In the literary world, the Synoptic Gospels are similar in many ways. Some scholars claim that the books were copied or that much of the information was taken from one book or another. There are a number of similar verses throughout the three books. For example, Jesus talks about the children and how we are to be like children. In Mark 10:13-14, his version shows Jesus being Indignant; most of the books do not show Jesus as being very emotional. Matthew and Luke's version do not tell of Jesus' emotional reaction (Matt 19:13-14 and Luke 18:15-17).
Another area to contrast between the books is Jesus' last words on the cross. Both Matthew and Mark have a version of Jesus asking his Father why he was forsaken (Mark 15:33-37 and Matt 27:46-50) and they also both state that he died in the ninth hour.
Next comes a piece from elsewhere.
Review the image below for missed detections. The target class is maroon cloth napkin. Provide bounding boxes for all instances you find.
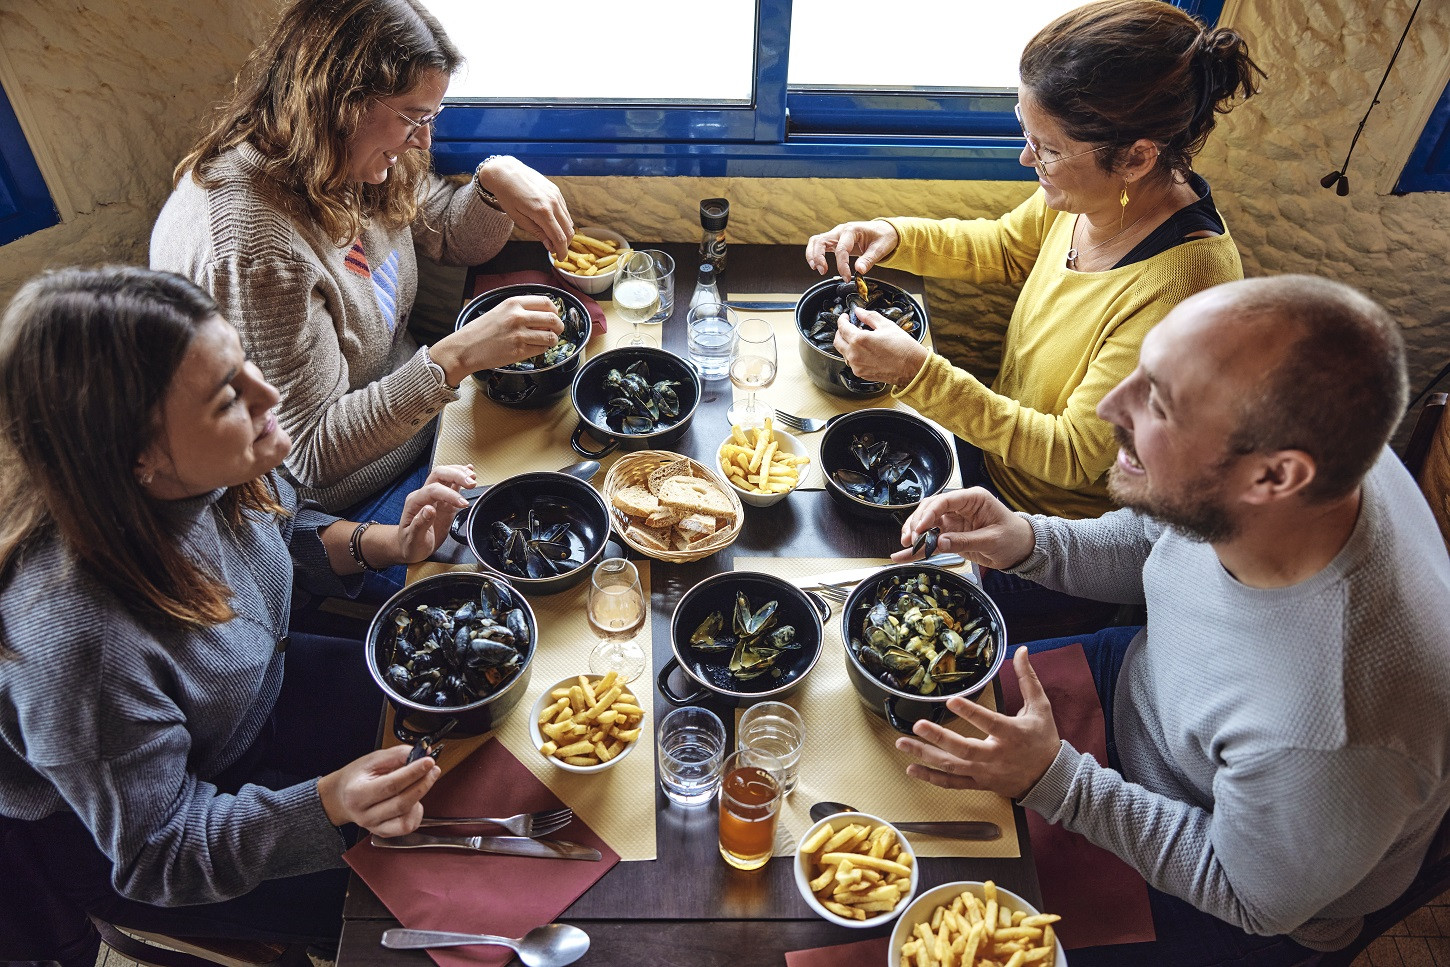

Luke also says he died in the ninth hour, but that his last words were not questioning God, but committing himself into His hands (Luke 23:44-46). John's recount of the crucifixion ended with Jesus simply making a statement saying 'it is finished' (John 19:29-30).
Other major differences between the Synoptics and John include Jesus not teaching in parables in John, nor performs exorcisms, associate with outcasts, and he talks about himself in John. Jesus also gave signs in John (2:11, 6:2) and seemed to rebuke signs in the Synoptics (Mk 8:11-12, Matt 12:38-39, Luke 11:29)
I am not a Biblical scholar, but from reading the different sources where I found much of this info (internet website) it seems that there is a significant difference in the Synoptic Gospels and John. What this implies, I do not have a direct answer for, but I believe that it is up to each individual reader to read the books and search their own hearts for what each book means to them.